Absorbé dans mes pensées, avec mon groupe, je continue à
progresser sur cette piste étroite qui serpente entre les montagnes.
A cause du mauvais temps, le paysage qui nous entoure parait de plus
en plus lugubre. Tout devient blanc ou grisâtre. Il y a toujours ces
nombreux rochers ça et là, pas encore complètement cachés par la
neige ainsi que ces quelques arbres qui subsistent encore au bord de
la piste ou dans les champs et que la guerre n'a pas abattus. On peut
toujours distinguer ces séries de vieux piquets de clôture, un peu
alignés mais toujours légèrement tordus, joints par deux ou trois
rangées de fil barbelé. Ils me font penser à des bâtons de
sorcière. Parfois je me demande si un monstre ne risque pas surgir
de cette mystérieuse immensité blanche pour nous attaquer et nous
dévorer. Je prémédite mon méfait. Nous approchons du but. Le
sommet de la pente que je veux skier est en visuel. Les battements de
mon coeur s'accélèrent, j'ai le souffle plus court. Je vais
prendre un gros risque. En route, j'en ai soufflé mot à mes gars
qui à l'unanimité ont acquiescé. Ça ne leur fait pas du tout peur
et si je leur en donne l'ordre ils seront parfaitement couverts. Ils
adorent quand je trouve le moyen de mettre un peu de piquant dans la
routine quotidienne. Cette histoire de garder les peaux de phoque
sous les skis à la descente incarne le comble de l'ennui. Désormais
tout repose sur mes épaules. C'est pas le tout d'avoir des idées,
il faut aussi assumer. Nous sommes au point de départ pour skier
cette fameuse pente. La neige a l'air excellente. Le mauvais temps
nous cache un peu des regards indiscrets. En contre-bas, on distingue
difficilement le village en ruine et notre poste section. Les copains
en bas ne se rendront compte de rien si l'on fait vite. Rapidement on
enlève tous les peaux de phoques de nos skis et on les fourre dans
nos vestes en gore-tex.

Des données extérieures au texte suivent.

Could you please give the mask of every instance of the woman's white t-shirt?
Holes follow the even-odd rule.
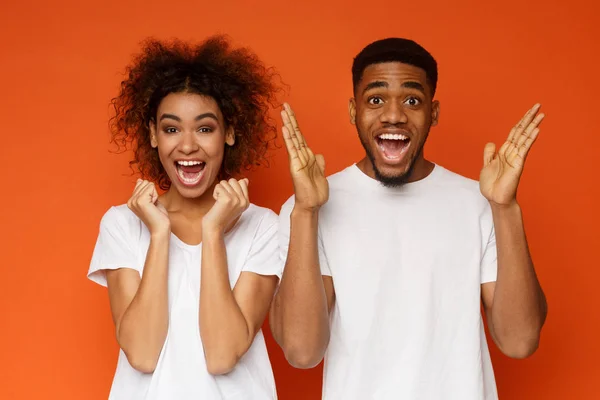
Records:
[[[229,281],[240,273],[281,276],[277,215],[250,205],[225,235]],[[112,207],[102,218],[88,277],[106,286],[105,270],[131,268],[143,275],[150,233],[126,205]],[[272,400],[277,398],[265,339],[259,331],[232,372],[208,373],[200,338],[198,309],[202,244],[192,246],[171,235],[169,245],[169,330],[154,373],[141,373],[123,350],[110,400]]]

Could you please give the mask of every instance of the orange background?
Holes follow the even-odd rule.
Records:
[[[500,143],[541,102],[520,201],[550,312],[532,358],[493,349],[499,392],[600,398],[597,3],[248,3],[2,3],[0,398],[107,398],[118,349],[106,291],[85,275],[102,214],[135,180],[128,154],[108,152],[108,103],[144,37],[218,32],[278,68],[329,173],[362,156],[347,117],[350,65],[375,39],[410,37],[437,58],[441,122],[427,154],[466,176],[478,176],[486,141]],[[278,211],[291,194],[286,161],[281,149],[252,174],[255,203]],[[268,336],[280,398],[319,398],[321,370],[287,366]]]

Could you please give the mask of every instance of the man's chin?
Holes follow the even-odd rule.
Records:
[[[385,159],[378,148],[369,147],[364,142],[362,144],[367,153],[367,160],[371,163],[374,178],[383,186],[398,187],[410,181],[415,160],[419,157],[421,150],[416,155],[404,154],[401,160],[394,162]]]
[[[408,165],[402,163],[402,165],[395,166],[377,165],[377,163],[373,163],[373,170],[375,172],[375,178],[381,182],[383,186],[398,187],[409,182],[413,166],[414,163],[412,162]]]
[[[408,183],[410,175],[408,173],[403,173],[402,175],[383,175],[375,170],[375,178],[385,187],[399,187]]]

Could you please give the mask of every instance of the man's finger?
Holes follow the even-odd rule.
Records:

Un par un on va s'élancer dans la pente. En
tant que leader, je pars le premier. Après une petite traversée
pour prendre suffisamment de vitesse j'amorce mon premier virage, un
peu hésitant à cause du poids du sac qui a tendance à me
déstabiliser. Je le réussis et j'enchaîne sur le suivant. La neige
poudreuse est excellente sous mes skis. Elle vole jusqu'au dessus des
genoux tellement elle est légère. Je ressent, le temps de quelques
secondes, cette formidable sensation de liberté et de communion
totale avec la nature, provoquées par cet incroyable sensation de
flottement et de glisse sur la neige. C'est cette sorte de quête du
Graal qui guidera une bonne partie de mon existence future. Les
copains suivent derrière. Même si je m'en sors plutôt bien, je
sais que certains du groupe sont bien meilleurs que moi en ski.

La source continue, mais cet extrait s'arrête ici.